Love onions but hate the tears?
Learn to cut an onion right, and you can avoid ’em!
CCKC Executive Chef Jill Garcia Schmidt says it’s all about your knife skills…
Make sure your knife is sharp. If you hack through the membrane with a dull knife, you might as well reach for a hanky.
First step, peel off the first layer of skin.
Cut your onion in half from top to bottom, leaving the root end intact. That’s where you’ll find much of the chemical that causes you to cry. When mixed with certain enzymes in the onion, a sulfur gas, Propanethiol S-oxide is released, and this gas irritates your eyes.

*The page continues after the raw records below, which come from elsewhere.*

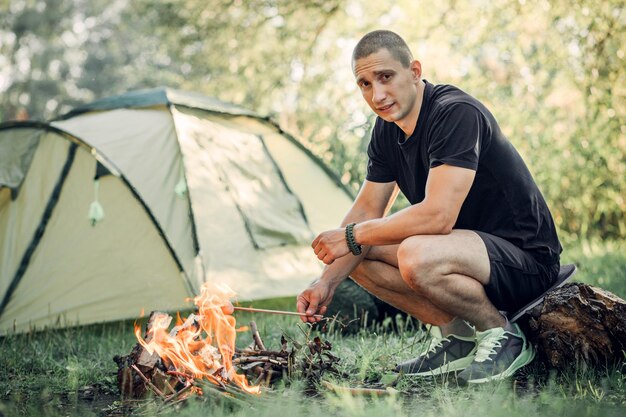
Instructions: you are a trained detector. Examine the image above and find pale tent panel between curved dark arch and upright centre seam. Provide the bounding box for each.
[52,108,197,279]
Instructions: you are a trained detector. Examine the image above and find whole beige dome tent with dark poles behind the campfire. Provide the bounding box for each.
[0,88,352,334]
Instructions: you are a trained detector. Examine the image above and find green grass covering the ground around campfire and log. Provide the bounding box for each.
[0,237,626,417]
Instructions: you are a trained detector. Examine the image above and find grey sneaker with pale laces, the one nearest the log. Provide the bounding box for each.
[457,324,535,384]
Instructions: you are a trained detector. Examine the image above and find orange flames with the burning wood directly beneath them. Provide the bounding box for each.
[114,286,259,401]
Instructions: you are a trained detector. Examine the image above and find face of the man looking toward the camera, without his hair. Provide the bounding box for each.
[353,48,421,122]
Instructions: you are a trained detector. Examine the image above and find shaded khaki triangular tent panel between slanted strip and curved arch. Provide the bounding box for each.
[0,148,192,328]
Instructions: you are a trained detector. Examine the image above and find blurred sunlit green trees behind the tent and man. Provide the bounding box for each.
[0,0,626,241]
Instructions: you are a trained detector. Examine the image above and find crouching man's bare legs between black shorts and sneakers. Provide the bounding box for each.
[352,230,506,330]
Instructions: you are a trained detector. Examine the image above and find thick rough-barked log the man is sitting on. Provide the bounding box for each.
[523,283,626,369]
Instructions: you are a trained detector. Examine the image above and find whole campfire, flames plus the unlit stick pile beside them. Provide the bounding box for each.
[114,284,339,402]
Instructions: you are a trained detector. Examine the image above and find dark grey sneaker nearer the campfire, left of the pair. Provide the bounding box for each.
[395,335,476,376]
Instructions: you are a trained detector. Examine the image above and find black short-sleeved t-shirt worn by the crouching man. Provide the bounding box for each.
[367,81,562,265]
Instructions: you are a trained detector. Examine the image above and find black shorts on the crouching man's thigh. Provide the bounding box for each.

Set the flat surface for both pieces onto your cutting board. Keep your finger tips away from your blade. Try making a claw with your hand holding the onion. Then with the tips of your ‘claw’ holding the onion, you’ll be guiding the knife along the backs of your fingers – and you’ll end up with all your digits safe!
Using the tip of your knife, follow the ‘petals’ of the onion to cut lines through your onion in the long direction, not quite all the way to the root end so that when you’re done, the onion half is scored, but remains pretty much in one piece.
Turn the onion so that you can work perpendicularly across the lines you have already cut, and slice nice, even rows that will give you even-sized pieces.
You did it! Onion cut. No tears.
Drop the knife.
Want to take a Knife Skills 101 class at The Culinary Center of Kansas City? Click the class title to view the class description and register online for our upcoming class on Sunday, Nov 10.
Other tricks that some folks claim help to fend off the onion tears (but why bother once you learn the proper cutting technique?)
- Chill the onion in the freezer for 10 to 15 minutes before cutting it.
- Cut the onion under water.
- Cut the onion near hot running water or a cloud of steam.
- Breathe through your mouth and stick out your tongue (seriously?)
- Soak the onion in water before cutting it.
- Wear onion (or swim) goggles while you’re cutting the onion.